Tanto nell’Antico quanto nel Nuovo Testamento, accanto all’interpretazione del “castigo di Dio” come pura e semplice “vendetta divina” sugli uomini peccatori, ne esistano altre due altrettanto forti che interpretano gli stessi fatti sotto tutt’altra luce.

Insomma sulla scorta del dato biblico e della riflessione TEOLOGICA soprattutto degli ultimi decenni (Von Balthasar e Ratzinger), pare proprio di poter dire che il male che ci capita in questa vista terrena in conseguenza a qualche nostro peccato possa dirsi “castigo di Dio” solo in due modi: 1. Nel senso indiretto di conseguenza degli unici veri castighi di Dio, quelli conseguiti al peccato originale, 2. a patto, in ogni caso, di comprendere quest’ultimi così come tutte le nostre magagne quotidiane, non come una pura e semplice sadica vendetta da parte di Dio, ma sempre e comunque come segno del Suo rispetto verso la nostra libertà umana e della Sua cura di Padre amorevole verso noi Suoi figli.

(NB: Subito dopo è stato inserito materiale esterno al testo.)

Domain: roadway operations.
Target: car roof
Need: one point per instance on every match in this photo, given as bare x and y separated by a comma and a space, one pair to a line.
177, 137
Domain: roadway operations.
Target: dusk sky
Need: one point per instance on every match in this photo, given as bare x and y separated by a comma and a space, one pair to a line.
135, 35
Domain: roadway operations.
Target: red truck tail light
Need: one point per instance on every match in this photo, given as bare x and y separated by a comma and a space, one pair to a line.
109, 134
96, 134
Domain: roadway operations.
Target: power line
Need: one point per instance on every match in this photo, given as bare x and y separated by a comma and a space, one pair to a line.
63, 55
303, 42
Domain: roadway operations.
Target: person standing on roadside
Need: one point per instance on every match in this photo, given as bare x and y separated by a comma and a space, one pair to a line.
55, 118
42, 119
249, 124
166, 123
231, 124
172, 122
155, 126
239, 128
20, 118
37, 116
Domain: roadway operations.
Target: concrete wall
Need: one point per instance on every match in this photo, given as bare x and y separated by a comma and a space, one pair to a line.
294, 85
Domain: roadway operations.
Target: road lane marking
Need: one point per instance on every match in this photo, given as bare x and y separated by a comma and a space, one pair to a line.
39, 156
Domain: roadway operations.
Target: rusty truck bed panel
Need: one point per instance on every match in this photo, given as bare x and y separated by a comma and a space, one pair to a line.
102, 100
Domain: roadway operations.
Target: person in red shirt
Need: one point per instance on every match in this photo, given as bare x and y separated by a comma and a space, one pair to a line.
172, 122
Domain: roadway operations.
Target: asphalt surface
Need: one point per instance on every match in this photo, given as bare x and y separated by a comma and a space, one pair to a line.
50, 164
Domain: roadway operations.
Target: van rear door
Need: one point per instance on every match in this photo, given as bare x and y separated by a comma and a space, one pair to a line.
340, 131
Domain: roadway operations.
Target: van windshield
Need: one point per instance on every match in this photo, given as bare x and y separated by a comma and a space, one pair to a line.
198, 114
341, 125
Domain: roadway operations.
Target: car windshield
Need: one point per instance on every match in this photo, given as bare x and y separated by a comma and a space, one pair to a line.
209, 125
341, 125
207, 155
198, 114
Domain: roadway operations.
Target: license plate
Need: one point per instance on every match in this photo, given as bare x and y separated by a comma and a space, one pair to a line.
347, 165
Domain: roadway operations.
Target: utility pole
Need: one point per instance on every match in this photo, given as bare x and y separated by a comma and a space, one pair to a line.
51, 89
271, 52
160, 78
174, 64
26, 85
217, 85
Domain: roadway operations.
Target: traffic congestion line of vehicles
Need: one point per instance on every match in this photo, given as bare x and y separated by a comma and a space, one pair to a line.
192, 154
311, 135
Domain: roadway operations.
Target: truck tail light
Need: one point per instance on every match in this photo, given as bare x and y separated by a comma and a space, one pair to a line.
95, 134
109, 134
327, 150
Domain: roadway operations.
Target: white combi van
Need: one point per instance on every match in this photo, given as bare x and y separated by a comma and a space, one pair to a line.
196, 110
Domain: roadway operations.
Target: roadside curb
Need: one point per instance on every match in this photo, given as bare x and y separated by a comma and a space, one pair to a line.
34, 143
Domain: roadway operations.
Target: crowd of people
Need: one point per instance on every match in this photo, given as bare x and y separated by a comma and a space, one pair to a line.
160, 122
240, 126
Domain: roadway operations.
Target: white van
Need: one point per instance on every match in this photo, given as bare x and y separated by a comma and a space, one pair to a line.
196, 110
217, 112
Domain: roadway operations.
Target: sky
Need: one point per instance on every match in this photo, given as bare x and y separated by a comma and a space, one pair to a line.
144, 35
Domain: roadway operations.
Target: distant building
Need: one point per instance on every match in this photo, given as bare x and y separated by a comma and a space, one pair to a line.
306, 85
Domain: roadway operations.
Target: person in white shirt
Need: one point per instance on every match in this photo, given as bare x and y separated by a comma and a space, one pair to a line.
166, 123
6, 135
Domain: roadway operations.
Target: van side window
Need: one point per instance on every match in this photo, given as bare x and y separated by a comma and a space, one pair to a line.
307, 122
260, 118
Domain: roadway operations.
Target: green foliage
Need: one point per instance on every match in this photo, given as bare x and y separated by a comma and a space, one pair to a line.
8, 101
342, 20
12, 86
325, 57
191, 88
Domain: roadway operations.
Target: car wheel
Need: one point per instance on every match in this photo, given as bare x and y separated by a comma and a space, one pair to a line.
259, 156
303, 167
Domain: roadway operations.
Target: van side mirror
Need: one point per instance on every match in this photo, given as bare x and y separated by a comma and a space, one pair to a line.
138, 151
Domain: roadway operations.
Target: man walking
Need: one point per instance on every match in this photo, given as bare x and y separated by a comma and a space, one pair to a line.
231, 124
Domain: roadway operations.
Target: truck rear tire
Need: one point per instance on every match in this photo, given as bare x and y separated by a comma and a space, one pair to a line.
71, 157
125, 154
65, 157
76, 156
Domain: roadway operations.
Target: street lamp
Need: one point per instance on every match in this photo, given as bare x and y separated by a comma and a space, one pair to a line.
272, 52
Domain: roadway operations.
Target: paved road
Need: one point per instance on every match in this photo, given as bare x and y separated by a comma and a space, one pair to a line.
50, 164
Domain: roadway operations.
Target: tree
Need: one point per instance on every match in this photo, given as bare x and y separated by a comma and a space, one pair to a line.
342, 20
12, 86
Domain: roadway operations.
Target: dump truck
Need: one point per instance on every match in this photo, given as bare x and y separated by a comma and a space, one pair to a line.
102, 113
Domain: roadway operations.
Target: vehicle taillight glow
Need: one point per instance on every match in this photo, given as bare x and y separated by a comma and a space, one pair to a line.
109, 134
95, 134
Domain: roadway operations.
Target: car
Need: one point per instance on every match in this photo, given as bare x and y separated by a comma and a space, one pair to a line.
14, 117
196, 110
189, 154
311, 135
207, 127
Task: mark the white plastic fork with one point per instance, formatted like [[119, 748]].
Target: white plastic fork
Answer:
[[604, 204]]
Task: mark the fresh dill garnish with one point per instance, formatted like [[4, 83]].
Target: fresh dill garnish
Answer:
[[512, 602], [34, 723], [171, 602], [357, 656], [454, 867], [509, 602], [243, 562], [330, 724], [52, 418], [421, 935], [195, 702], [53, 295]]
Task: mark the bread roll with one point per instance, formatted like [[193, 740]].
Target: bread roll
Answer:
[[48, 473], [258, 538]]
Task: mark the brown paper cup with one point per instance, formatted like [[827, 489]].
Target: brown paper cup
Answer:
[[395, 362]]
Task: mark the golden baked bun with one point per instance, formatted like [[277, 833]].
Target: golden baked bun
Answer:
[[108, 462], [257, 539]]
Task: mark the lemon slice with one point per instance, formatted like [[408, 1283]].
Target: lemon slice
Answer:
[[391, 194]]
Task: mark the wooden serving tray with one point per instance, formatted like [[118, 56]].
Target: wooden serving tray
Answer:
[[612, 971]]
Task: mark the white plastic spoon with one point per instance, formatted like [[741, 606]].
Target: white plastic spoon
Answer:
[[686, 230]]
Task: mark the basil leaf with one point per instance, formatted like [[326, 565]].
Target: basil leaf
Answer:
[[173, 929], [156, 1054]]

Anche la punizione par excellence dell’inferno deve essere intesa in questo triplice senso: a tutti gli effetti si tratta di uno scenario che ci è stato aperto dal peccato originale; d’altra parte chi la subisce, i dannati, in realtà se l’è liberamente scelta con un atto di volontà contro Dio che, al momento della morte, nel passaggio dal nostro mondo transeunte a quello eterno del Cielo, ha un valore eterno; inoltre, chi invece ancora in vita ci si sofferma con il pensiero, anche solo per il terrore che suscita, deve trarne un invito alla conversione, alla correzione delle propria vita e al distacco dal peccato. Il Nuovo Testamento sposta l'attenzione su di esso proprio a motivo della pienezza della rivelazione che Gesù Cristo ha portato con la sua missione terrena in merito a Dio, alla sua essenza di amore e all'aldilà.


In conclusione bisogna quindi ricordare una cosa: Dio ci ha rivelato in molti modi, primo fra tutti la Croce di Cristo, che le pene conseguenti alle nostre colpe, ai nostri peccati, vanno espiati in una forma ben precisa: il dolore («Egli è stato trafitto per i nostri delitti, / schiacciato per le nostre iniquità. / Il castigo che ci dà salvezza si è abbattuto su di lui; / per le sue piaghe noi siamo stati guariti» Is 53, 5). Sull’esempio di Cristo, quanti santi l'ha sperimentato, offrendosi come vittime a Dio per la salvezza del mondo, prima fra tutti Maria sul Golgota! A cosa serve poi il Purgatorio se non a questo: a “purgare” nel fuoco dell’Amore Divino le ultime tracce di peccato? E ricordiamoci che, come le anime dannate desiderano andare all’Inferno al cospetto del tribunale di Dio, così le anime purganti, poste davanti alla sua Santità Infinita, desiderano purificarsi prima di ricongiungersi al Creatore.


Anche la punizione par excellence dell’inferno deve essere intesa in questo triplice senso

Ecco quindi che con questa ultima prospettiva il quadro è completo. Quegli eventi dolorosi che allo spirito naturale dell’uomo sono sempre sembrate “punizioni” di un Dio iroso, in verità alla luce della rivelazione definitiva del Verbo Incarnato, appaiono nella loro più intima essenza: occasioni offerteci da Dio Padre non solo per mostrarci il suo rispetto verso di noi e per suggerirci di correggere la nostra vita e la nostra libertà, ma anche ‒ se abbracciate con obbedienza ‒ per rimediare al male provocato dal peccato (delle origini, nostro e altrui) secondo una logica e una modalità ‒ quella della croce ‒ per noi difficile da comprendere ma che Dio, nel Suo pensiero di ineffabile giustizia e bontà, ha stabilito e che quindi a noi sta solo accettare o rifiutare. Se ne fa esempio S. Paolo quando dice: «Perciò sono lieto delle sofferenze che sopporto per voi e completo nella mia carne quello che manca ai patimenti di Cristo, a favore del suo corpo che è la Chiesa» (Col 1, 24).


Per dirla in breve: Dio punisce? ma sempre per il bene nostro e altrui. E a questo punto parlare di “punizione” perde di senso, non vi pare?